Now this implies you know exactly how much cash flow you'll need to sustain your practice until you can build up enough clientele to keep you going-and that means having a good, solid business plan.
JM: What are your thoughts on asking friends and family for funds?
TC: Assuming you have friends or family in a position to help, it might be a good idea. If you're in a relationship, you may want to discuss the idea with your partner and together try to find ways to tighten the belt.
JM: If you do go the friends-and-family route, do you suggest making it a formal arrangement with some type of written contract or would you look at that on a case-by-case basis?
TC: Case-by-case basis. It would depend largely on the family and/or cultural dynamics. If you can make it so that it's not a formal contract, that's one less pressure you have to deal with, the idea being you'll pay it back when you can. With that being said, you may want to write something down just to remember what the agreements were. One of the major downsides of this situation is you are clearly putting the relationship itself at risk, unlike using personal savings where if it doesn't work out, you're only out the money you put into it.
JM: You've talked about bootstrapping and friends and family. What other sources can you talk about?
TC: There's always tapping your collateral. The most obvious example is if you own a home and can get a home equity loan or maybe refinance your mortgage. The terms these days are generally good at 4.5 to 5 percent-but now you're putting your home, car or wedding ring at risk.
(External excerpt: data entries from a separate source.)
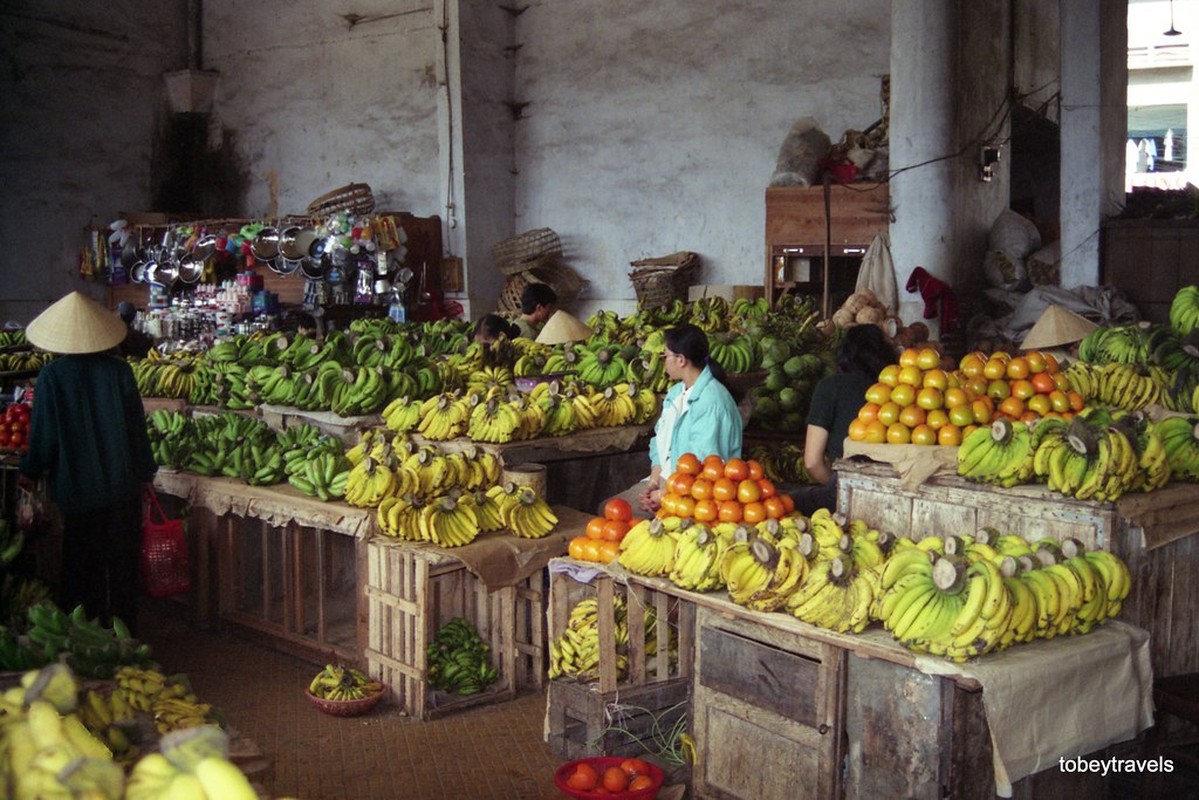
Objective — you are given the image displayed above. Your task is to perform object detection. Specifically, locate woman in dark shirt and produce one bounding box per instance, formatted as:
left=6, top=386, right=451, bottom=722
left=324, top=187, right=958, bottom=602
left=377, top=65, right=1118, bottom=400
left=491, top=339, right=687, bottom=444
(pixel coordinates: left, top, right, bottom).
left=791, top=325, right=896, bottom=515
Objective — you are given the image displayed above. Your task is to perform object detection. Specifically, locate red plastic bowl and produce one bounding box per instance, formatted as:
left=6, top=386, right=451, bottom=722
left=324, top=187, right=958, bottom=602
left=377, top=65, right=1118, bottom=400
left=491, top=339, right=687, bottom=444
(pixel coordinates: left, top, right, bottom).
left=554, top=756, right=667, bottom=800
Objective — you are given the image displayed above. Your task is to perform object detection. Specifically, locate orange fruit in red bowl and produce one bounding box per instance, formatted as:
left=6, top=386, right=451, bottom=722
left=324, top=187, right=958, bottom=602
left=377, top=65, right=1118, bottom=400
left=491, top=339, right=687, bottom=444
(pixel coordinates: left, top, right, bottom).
left=554, top=756, right=665, bottom=800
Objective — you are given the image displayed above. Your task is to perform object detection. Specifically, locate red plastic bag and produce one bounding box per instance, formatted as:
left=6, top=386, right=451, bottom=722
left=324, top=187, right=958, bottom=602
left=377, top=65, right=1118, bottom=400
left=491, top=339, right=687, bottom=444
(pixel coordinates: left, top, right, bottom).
left=141, top=492, right=192, bottom=597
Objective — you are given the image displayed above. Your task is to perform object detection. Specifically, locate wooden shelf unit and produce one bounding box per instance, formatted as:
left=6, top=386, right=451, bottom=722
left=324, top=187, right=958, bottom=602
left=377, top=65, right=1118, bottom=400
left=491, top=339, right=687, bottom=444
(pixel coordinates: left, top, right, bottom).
left=763, top=184, right=891, bottom=315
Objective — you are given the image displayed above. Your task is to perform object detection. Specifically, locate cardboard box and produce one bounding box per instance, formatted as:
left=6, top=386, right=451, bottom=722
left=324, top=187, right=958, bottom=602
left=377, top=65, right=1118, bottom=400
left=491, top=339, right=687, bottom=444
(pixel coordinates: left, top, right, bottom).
left=687, top=283, right=766, bottom=301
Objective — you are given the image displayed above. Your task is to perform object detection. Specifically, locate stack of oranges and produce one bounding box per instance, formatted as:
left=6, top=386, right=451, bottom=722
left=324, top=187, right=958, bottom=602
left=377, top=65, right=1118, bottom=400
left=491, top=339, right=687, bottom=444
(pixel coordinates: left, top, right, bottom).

JM: What about credit cards?
TC: The drawback to credit cards is they're very expensive-15, 20 or even 30 percent-but they're very easy; as long as you have the line of credit already, you just take the cash. This gets a lot of people into trouble when they don't know how to use their credit cards wisely.
You can also use credit cards for working capital, which is how a lot of start-ups use them. That's not how they're intended to be used, but a lot of people do use them that way. And of course, the drawback is you're constrained to whatever the credit limit is on the card, whereas with a mortgage or home equity line of credit, you can access much more.
JM: What are some of the more creative things people can do to help finance their company?
TC: You can sell discounted gift certificates or prepaid packages, such as 10 sessions for the price of eight. This starts to crossover into creative marketing. There are all kinds of neat things you can do with this concept.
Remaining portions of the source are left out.